Purtroppo il destino non aveva voluto che fosse quella l’alternativa per lei. Anche lì il grande scrittore stava imprimendo la sua orma e la stava scacciando.

Con il suo ingombrante carico di bagagli e di bisogni, per Antonia la soluzione era partirsene per un luogo lontano. L’idea si era presentata da sola, mentre consultava i siti degli annunci di lavoro.

L’Unione Europea aveva indetto un bando per alcune opere di architettura moderna e, fortunatamente per lei, il limite d’età non erano i soliti, limitati trentacinque anni; i vincitori avrebbero ricevuto una discreta somma in danaro e si sarebbero dovuti trasferire per realizzare il lavoro proposto – ognuno il proprio – nel più adeguato contesto urbanistico o paesaggistico tra quelli prescelti dagli stati membri comunitari. Le era sembrata un’ottima occasione e aveva partecipato con un progetto d’ispirazione fitomorfica che aveva in mente fin dall’università. Attendeva con ansia di conoscere l’esito, come se fosse ancora una studentessa. Un’anacronistica studentessa. Be’? Non c’era forse un libro intitolato La vita comincia a quarant’anni? O può darsi che non fosse un libro, ma un film, o un modo di dire. In ogni caso, a lei mancava ancora qualche mese per il quarantesimo compleanno. Il tempo giusto per – sperava – organizzarsi un nuovo inizio. Che pieghe curiose può assumere la vita, rifletté, chi l’avrebbe mai detto il giorno in cui aveva attraversato la navata della chiesa per pronunciare un già fiacco sì. Ripercorse i silenzi, la stanchezza, la noia quotidiana, l’insofferenza, lo scoprirsi estranei nello stesso letto... e poi il colpo di fulmine, la vita che si rivelava, l’amore, le promesse, i sogni... e poi ancora il tradimento, i tradimenti, quello fatto e quello ricevuto, la vigliaccheria, la fuga, le domande senza risposta... Basta!
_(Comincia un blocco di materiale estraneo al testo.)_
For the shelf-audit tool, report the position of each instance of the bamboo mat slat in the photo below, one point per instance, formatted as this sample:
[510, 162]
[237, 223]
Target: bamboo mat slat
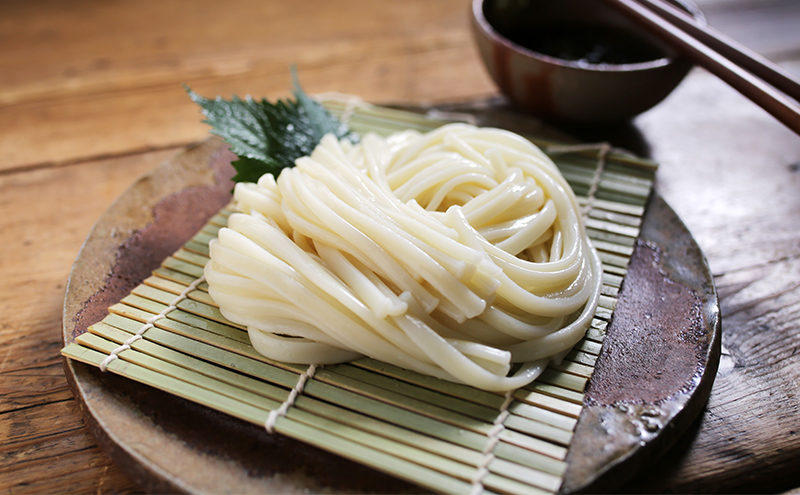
[422, 429]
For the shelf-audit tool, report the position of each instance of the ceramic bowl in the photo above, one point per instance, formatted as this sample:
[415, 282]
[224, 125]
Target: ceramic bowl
[513, 36]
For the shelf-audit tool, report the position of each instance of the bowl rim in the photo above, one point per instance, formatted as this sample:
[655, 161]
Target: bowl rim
[484, 24]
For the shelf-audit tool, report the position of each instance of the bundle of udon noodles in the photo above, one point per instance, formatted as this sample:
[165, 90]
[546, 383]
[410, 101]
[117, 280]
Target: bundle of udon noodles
[459, 253]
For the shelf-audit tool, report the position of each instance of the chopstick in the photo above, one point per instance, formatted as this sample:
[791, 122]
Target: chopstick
[752, 75]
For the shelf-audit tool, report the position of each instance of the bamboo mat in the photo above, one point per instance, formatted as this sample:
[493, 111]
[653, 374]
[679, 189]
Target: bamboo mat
[442, 436]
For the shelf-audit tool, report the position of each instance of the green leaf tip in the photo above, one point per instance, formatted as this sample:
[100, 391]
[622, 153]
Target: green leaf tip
[268, 137]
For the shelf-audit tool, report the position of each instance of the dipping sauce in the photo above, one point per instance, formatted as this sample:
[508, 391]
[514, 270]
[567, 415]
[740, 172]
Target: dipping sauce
[586, 43]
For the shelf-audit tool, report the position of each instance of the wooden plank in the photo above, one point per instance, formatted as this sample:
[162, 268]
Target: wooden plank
[132, 94]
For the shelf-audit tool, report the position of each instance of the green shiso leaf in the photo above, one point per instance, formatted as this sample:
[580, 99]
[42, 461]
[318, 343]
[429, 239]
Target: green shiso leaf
[268, 137]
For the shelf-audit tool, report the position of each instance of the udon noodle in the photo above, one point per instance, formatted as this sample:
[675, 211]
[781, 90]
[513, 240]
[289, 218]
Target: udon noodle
[459, 253]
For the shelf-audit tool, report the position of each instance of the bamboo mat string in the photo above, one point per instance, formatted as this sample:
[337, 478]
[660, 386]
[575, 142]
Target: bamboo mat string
[492, 439]
[150, 323]
[273, 415]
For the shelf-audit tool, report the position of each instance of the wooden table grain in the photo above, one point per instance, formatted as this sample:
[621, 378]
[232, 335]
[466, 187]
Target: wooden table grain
[91, 97]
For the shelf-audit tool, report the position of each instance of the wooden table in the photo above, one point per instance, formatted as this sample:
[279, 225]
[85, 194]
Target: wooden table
[91, 97]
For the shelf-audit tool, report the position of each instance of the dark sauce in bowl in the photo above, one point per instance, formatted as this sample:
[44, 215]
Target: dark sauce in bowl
[585, 43]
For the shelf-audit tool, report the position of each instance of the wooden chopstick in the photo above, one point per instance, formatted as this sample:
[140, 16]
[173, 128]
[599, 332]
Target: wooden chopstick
[737, 53]
[742, 69]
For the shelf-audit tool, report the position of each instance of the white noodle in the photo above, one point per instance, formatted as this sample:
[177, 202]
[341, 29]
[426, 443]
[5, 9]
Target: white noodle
[455, 253]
Adesso desiderava vivamente ricominciare e, più di tutto, tagliare Rocco, il suo intero ricordo, da sé: poco importava che fosse un ramo secco o uno ancora verde di linfa, una linfa però per lei mortale; poco importava che il dolore che le aveva lasciato non urlasse più come un lupo mannaro, ma si fosse trasformato nel sordo latrare di un cane, bastardo. Voleva liberarsene e basta, e se ne sarebbe andata se appena appena avesse potuto, giacché restare non aveva aiutato. Si parlava tanto di fuga dei cervelli, lei avrebbe aperto la strada alla fuga dei cuori.
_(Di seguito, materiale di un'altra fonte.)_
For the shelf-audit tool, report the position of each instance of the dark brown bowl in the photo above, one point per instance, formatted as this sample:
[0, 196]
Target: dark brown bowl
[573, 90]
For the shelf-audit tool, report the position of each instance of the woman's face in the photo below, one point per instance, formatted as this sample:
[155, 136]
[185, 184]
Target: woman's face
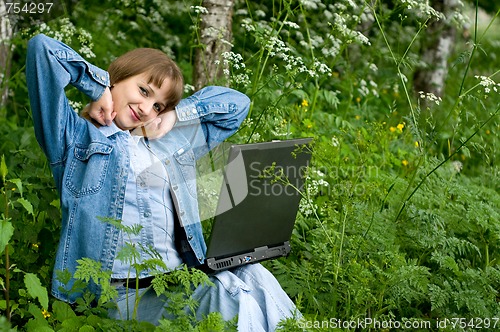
[136, 101]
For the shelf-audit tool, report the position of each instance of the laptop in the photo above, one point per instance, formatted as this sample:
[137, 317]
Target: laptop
[258, 203]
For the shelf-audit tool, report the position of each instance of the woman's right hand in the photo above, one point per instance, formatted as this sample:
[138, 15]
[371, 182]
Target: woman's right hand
[101, 110]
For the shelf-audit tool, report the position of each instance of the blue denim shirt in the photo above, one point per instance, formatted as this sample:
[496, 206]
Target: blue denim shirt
[90, 166]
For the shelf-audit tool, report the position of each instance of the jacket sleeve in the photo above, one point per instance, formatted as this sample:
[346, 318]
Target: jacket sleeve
[50, 67]
[210, 116]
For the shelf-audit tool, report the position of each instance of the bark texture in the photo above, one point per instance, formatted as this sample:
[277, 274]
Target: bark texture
[215, 39]
[436, 49]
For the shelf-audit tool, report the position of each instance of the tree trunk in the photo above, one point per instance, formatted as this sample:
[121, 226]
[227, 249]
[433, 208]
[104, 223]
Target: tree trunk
[5, 53]
[437, 48]
[215, 39]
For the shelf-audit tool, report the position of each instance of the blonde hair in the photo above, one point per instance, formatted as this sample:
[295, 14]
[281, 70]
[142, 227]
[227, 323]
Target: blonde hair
[156, 64]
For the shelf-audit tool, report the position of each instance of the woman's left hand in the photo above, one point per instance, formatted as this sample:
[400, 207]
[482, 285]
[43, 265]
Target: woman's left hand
[158, 127]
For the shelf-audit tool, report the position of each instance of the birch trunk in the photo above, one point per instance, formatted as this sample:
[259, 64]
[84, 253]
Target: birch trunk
[215, 39]
[437, 48]
[5, 37]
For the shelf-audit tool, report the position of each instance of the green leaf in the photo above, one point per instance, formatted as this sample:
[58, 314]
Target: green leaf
[27, 205]
[6, 232]
[19, 185]
[36, 290]
[3, 168]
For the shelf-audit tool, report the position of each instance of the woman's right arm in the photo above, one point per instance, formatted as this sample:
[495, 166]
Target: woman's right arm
[50, 67]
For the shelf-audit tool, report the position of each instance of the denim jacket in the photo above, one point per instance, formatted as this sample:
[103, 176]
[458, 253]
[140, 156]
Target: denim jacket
[90, 165]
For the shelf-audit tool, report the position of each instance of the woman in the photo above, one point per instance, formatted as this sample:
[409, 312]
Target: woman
[104, 172]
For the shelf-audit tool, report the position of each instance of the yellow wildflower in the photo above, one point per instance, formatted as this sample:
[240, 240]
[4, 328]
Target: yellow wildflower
[45, 313]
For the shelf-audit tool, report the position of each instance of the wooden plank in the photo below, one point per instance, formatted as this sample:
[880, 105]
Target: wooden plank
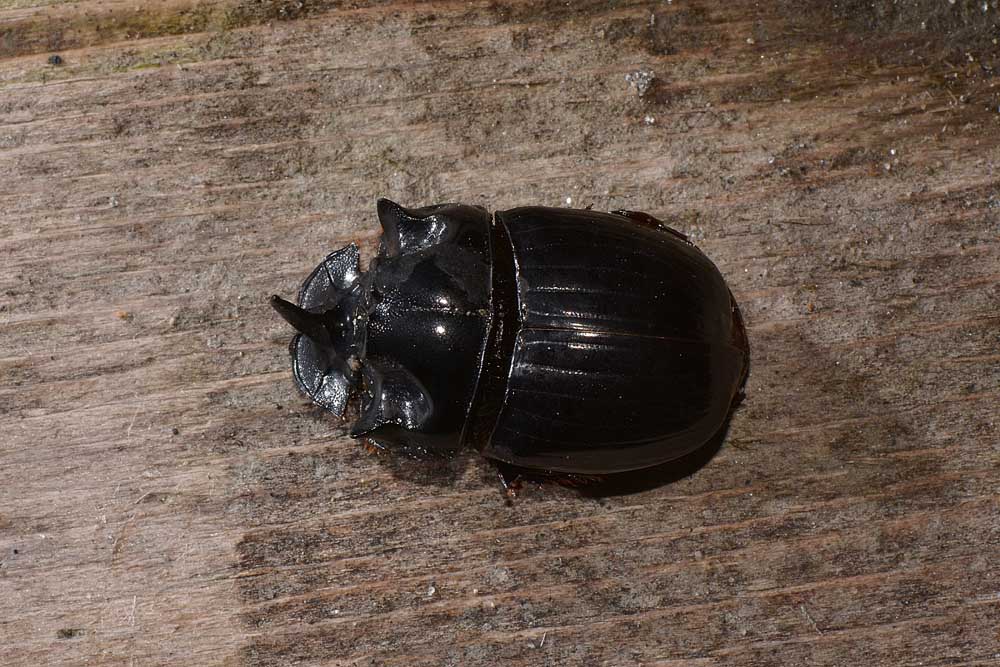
[167, 496]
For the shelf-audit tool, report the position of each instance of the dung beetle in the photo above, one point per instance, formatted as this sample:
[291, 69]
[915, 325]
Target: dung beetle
[553, 340]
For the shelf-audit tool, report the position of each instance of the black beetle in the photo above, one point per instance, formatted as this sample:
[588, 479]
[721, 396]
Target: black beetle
[552, 340]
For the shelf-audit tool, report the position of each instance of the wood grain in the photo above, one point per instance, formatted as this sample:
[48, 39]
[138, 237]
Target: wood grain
[167, 498]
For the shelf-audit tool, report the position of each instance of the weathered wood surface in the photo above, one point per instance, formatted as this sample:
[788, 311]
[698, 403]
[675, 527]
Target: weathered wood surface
[166, 497]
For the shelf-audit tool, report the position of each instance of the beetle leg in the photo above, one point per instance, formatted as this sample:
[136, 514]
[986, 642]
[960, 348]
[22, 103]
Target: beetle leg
[510, 479]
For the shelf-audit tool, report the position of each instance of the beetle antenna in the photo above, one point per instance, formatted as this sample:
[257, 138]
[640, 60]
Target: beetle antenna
[310, 324]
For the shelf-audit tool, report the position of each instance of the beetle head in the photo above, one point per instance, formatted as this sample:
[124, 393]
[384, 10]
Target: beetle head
[331, 335]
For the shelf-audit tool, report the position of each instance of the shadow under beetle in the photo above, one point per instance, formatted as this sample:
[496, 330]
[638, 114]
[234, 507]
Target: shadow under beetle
[554, 341]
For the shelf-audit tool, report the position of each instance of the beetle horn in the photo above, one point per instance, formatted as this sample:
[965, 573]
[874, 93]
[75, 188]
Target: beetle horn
[408, 229]
[310, 324]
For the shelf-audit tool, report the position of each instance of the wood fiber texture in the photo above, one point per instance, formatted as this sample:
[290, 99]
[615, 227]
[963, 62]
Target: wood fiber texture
[168, 498]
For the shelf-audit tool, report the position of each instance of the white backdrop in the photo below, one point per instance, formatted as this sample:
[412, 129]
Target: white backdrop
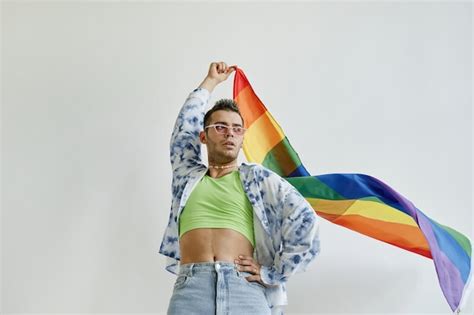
[90, 92]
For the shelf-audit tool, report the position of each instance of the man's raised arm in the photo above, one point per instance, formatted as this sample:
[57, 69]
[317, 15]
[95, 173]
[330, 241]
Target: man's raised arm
[185, 148]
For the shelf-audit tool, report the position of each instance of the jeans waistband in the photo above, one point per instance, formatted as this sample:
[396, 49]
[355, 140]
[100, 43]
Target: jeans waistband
[191, 268]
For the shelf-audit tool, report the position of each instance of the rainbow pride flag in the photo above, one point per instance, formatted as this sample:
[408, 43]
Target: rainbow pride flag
[358, 202]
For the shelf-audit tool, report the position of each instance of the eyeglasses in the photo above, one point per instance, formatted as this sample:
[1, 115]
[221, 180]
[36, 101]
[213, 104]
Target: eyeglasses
[223, 129]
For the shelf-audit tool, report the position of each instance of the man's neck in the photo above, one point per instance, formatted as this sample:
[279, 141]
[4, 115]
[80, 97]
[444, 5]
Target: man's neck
[218, 170]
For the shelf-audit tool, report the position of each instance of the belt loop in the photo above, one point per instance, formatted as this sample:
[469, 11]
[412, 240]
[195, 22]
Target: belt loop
[191, 270]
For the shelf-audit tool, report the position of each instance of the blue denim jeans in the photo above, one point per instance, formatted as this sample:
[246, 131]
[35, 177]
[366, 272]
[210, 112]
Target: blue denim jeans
[216, 288]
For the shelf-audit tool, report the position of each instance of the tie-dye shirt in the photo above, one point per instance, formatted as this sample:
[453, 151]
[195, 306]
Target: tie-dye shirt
[285, 225]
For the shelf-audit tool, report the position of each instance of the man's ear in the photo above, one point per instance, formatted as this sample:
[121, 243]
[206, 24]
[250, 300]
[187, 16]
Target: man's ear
[202, 137]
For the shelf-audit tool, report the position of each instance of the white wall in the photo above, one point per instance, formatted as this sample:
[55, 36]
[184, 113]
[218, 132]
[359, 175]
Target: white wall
[90, 94]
Anche se le dispiaceva moltissimo dover rinunciare a vendicarsi.

Nella sera frizzantina, guardò il cielo: fiocchi di nuvole rosse facevano da corona a un immenso lago blu illuminato da una sola luce, la stella polare. La stessa che si vede da qualsiasi punto cardinale, pensò Antonia, mettendo in bocca un’albicocca.

Forse smettere di amarlo era l’unica, vera vendetta.